26 May 2016

A Troubling New Trend: Trashing A Perfectly Good Stadium

I live in Charleston, SC, where history lives. We love our old buildings, and so, evidently, does the rest of America. The 300-year-old buildings are a draw for millions of tourists who grace our city.



I owned a house in Upstate New York that was born in the Depression, 63 years before I bought it. All the houses in the neighborhood were roughly the same age. Buildings can last for 100 years if properly maintained. Ask the Wrigleys and the Yawkeys.

Trashing A 20-Year-Old Building
In Arlington, TX, the baseball team has announced it will trash its ballpark for a new one, just 22 years after moving in. Unlike the Braves, who are abandoning their 24-year-old stadium for the suburbs, the Rangers hope to occupy a new, domed, air-conditioned home field nearby. 

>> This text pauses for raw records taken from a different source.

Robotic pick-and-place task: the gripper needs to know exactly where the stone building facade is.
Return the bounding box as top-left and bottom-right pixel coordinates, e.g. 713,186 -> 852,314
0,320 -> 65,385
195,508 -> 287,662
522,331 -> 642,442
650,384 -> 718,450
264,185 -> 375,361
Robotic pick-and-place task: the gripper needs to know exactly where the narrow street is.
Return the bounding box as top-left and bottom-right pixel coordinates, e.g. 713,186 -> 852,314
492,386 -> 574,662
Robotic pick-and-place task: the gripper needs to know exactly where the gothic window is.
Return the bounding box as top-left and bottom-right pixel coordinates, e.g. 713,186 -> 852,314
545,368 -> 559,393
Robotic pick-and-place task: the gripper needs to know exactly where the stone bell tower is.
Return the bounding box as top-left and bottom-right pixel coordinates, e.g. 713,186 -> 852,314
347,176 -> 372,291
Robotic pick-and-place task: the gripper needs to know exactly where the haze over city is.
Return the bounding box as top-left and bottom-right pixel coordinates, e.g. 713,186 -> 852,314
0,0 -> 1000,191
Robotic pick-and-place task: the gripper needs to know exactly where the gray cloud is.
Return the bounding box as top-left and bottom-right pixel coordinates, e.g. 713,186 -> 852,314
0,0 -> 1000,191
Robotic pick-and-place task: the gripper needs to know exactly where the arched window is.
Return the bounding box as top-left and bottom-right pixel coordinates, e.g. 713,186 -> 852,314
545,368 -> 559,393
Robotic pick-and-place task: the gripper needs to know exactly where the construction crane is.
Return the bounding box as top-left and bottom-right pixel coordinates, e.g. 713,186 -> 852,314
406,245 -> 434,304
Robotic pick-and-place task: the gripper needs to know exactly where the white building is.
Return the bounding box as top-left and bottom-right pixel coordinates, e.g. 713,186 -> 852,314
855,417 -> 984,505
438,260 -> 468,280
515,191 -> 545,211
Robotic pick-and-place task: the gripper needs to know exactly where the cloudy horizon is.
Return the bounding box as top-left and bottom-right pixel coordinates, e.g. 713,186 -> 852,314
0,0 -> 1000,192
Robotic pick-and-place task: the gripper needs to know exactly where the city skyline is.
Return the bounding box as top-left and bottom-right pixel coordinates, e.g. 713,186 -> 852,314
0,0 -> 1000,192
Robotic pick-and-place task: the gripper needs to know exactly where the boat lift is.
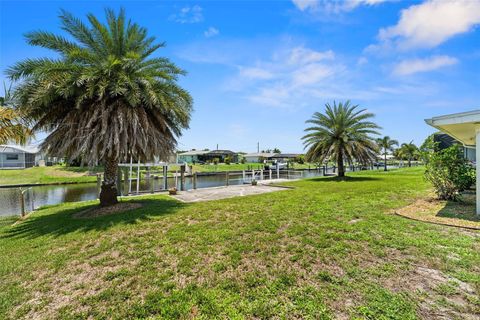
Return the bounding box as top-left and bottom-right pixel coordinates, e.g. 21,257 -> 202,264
113,160 -> 187,196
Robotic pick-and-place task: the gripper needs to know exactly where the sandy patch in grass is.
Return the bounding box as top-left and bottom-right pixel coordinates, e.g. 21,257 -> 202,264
73,202 -> 142,219
395,198 -> 480,230
385,265 -> 480,320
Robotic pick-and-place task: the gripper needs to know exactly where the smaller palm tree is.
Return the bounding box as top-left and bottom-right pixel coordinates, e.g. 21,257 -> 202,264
399,140 -> 418,167
302,101 -> 380,177
377,136 -> 398,171
0,83 -> 31,144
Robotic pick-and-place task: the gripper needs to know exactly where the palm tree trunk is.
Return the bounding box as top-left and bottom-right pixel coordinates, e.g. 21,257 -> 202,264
100,158 -> 118,207
337,151 -> 345,177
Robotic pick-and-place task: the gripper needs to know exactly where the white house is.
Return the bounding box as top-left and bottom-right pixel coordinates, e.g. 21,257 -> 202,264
425,110 -> 480,215
0,144 -> 39,169
243,152 -> 277,163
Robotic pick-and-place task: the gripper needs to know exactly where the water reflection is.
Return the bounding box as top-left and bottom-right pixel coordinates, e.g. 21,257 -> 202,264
0,168 -> 396,216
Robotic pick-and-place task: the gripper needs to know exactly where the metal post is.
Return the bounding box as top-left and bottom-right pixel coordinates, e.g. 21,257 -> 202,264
97,173 -> 102,196
180,165 -> 185,191
475,129 -> 480,216
163,165 -> 168,190
137,160 -> 140,194
128,156 -> 133,193
117,168 -> 123,196
175,170 -> 178,188
19,188 -> 25,217
123,168 -> 130,196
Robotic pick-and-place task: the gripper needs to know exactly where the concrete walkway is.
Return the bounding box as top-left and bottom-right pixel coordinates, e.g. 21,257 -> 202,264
172,180 -> 291,202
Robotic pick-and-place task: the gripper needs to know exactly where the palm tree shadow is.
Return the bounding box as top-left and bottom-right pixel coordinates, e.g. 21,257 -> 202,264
0,198 -> 188,239
436,195 -> 480,222
308,176 -> 382,182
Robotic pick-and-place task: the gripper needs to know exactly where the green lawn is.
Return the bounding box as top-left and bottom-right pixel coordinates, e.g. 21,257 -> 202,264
0,168 -> 480,319
0,166 -> 99,185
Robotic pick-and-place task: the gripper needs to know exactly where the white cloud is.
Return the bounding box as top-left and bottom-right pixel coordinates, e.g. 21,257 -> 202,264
239,67 -> 274,80
203,27 -> 220,38
379,0 -> 480,49
357,57 -> 368,66
292,0 -> 392,13
292,63 -> 337,87
393,56 -> 458,76
231,46 -> 345,107
170,5 -> 203,23
288,47 -> 335,64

Why? Is the current edifice decrepit, anachronistic or dysfunctional? No, it's a perfectly good baseball venue, enjoying the bloom of youth. Apparently they were not aware that it's hot in the summer in Dallas when The Ballpark at Arlington, as it was originally known, was built.

$1 Billion Investment for Something The City Already Has
The good people of Arlington shelled out $305 million (in 2016 dollars) for Globe Life and will bear the brunt of the $1 billion price tag for the new ballpark. City fathers and Rangers' brass will spin the accounting, but no matter how they fund the project, it's a massive new burden. The bonding authority or sales tax hike, or user fees employed to cover the cost can't be used to build schools, fix roads, invest in real economic development or anything else.

In the meantime, the old ballpark will be trashed and condos or somesuch will rise in its place, a waste of much of the original investment. At least the 30-year bonds were paid off early, or they'd be paying for a perfectly good baseball stadium while tearing it down.

A Disturbing Trend
It's their money, so folks around Dallas should allocate their dollars any way they want. But econometric studies have demonstrated that baseball stadiums, which host maybe 100 events a season, are rarely good financial investments for communities, even accounting for all the ancillary benefits beyond the sports team. And if you think Arlington's reputation would suffer without the ballclub, ask yourself this: is Arlington, TX now on your personal radar? 

Two teams have now made plans to ditch their home parks before they reached Mike Trout's age. This is a travesty of public policy. I hope it doesn't catch on.